Sody - Licious ... 1930s


----------



## SODAPOPBOB (Oct 29, 2010)

Southern Delight ... No info ... Is that all you Southern folks do is sit around and "stir up" brew?  I bet you stir up some trouble along the way too.  Lol


----------



## SODAPOPBOB (Oct 29, 2010)

Spiffy ... 1930s-40s ... Sold e-bay 4-10 @ $65.00. You just gotta love this little guy.


----------



## SODAPOPBOB (Oct 29, 2010)

Sport ... No info ... Everybody loves a champion.


----------



## SODAPOPBOB (Oct 29, 2010)

Texas Punch ... No specific info other than this "Texas" brand is from Pennsylvania ... Go figure?  Lol


----------



## SODAPOPBOB (Oct 29, 2010)

Thumbs Up ... Sold e-bay 10-10 @ $50.00 ... I should have saved this one for last because this is the sort of review I hope to get on this thread.  Lol


----------



## SODAPOPBOB (Oct 29, 2010)

Trick-R-Treat ... Illinois ... No info but fits right in with Halloween which is this coming Sunday ... "BOOoooooo"  [>:]   Lol


----------



## SODAPOPBOB (Oct 29, 2010)

Varsity ... 1930s thru 1950s ... Sold e-bay 12-08 @ $25.00. This is my third favorite cap next to the Kiss and Polar Ginger Ale. Another true work of art.


----------



## SODAPOPBOB (Oct 29, 2010)

Welch's ... Grape Juice ... With my good friend "Howdy Doody."  I was born in 1952 and remember him well.


----------



## SODAPOPBOB (Oct 29, 2010)

Wink ... Canada Dry Product ... Remember, this is a bottle site and not a dating site!  Lol


----------



## SODAPOPBOB (Oct 29, 2010)

Wise Up ... No info but this is something my dad used to say to me (a lot). Hmmm ... I wonder what he meant?


----------



## SODAPOPBOB (Oct 29, 2010)

This is the last one. And it's not even a soda bottle cap. But a beer. I post it here because it was the most valuable cap I came across. I'm not sure what's so special about it, but there must be something. I'm sure it must be very old, and possibly even one of the 1900s caps I have been looking for and which started this whole thing in the first place.

 Thanks for stopping by.

 Have a great Halloween!

 SODAPOPBOB 

 Gratzer Poland Beer ... Sold e-bay 7-08 @ $300.00


----------



## SODAPOPBOB (Oct 29, 2010)

Gee ... I almost forgot the most important one. And although not my favorite, it's possibly one of the earliest ones around.

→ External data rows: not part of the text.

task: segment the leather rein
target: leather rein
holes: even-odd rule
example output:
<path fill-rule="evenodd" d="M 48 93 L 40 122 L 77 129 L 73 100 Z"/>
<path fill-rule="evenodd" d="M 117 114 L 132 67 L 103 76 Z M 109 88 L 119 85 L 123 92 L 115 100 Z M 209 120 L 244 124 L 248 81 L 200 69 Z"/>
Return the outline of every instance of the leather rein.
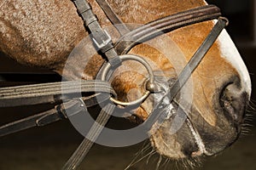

 Moxie ... With it's founder Augustin Thompson. Moxie started as a nerve tonic in 1876. I'm still researching this cap, and hope it turns out to be from the late 1890s, or very early 1900s.


----------



## green dragon (Oct 30, 2010)

> ORIGINAL:  SODAPOPBOB
> 
> Heart-O-Orange ... Sold e-bay 3-10 @ $50.00 ... Another of my favorites.


 
  I have the bottle that fits on .. hmmm..... 

  Interesting the prices caps are bringing, I've been thinking of starting a cap collection myself, - take up less room, easy to display on the wall, etc - my ex g/f  thought the bottles were better then the caps when we talked on it  " might as well have the bottle, more interesting ".. I'm not sure. 

  Used to find caps all over around here, now  that I want em all dried up ( or most likely rusted away in NY acid rain soil ) . 

  ~ AL 

  ( not been posting much but did dig last week, found a few goodies, too , pics sometime, promise, lol )


----------



## morbious_fod (Oct 30, 2010)

> ORIGINAL:  SODAPOPBOB
> 
> Lonesome Pine ... Member Morbious_fod knows all about this one.  []


 
 Yeah because I lost it to someone else. Grrrrr. LOL!


----------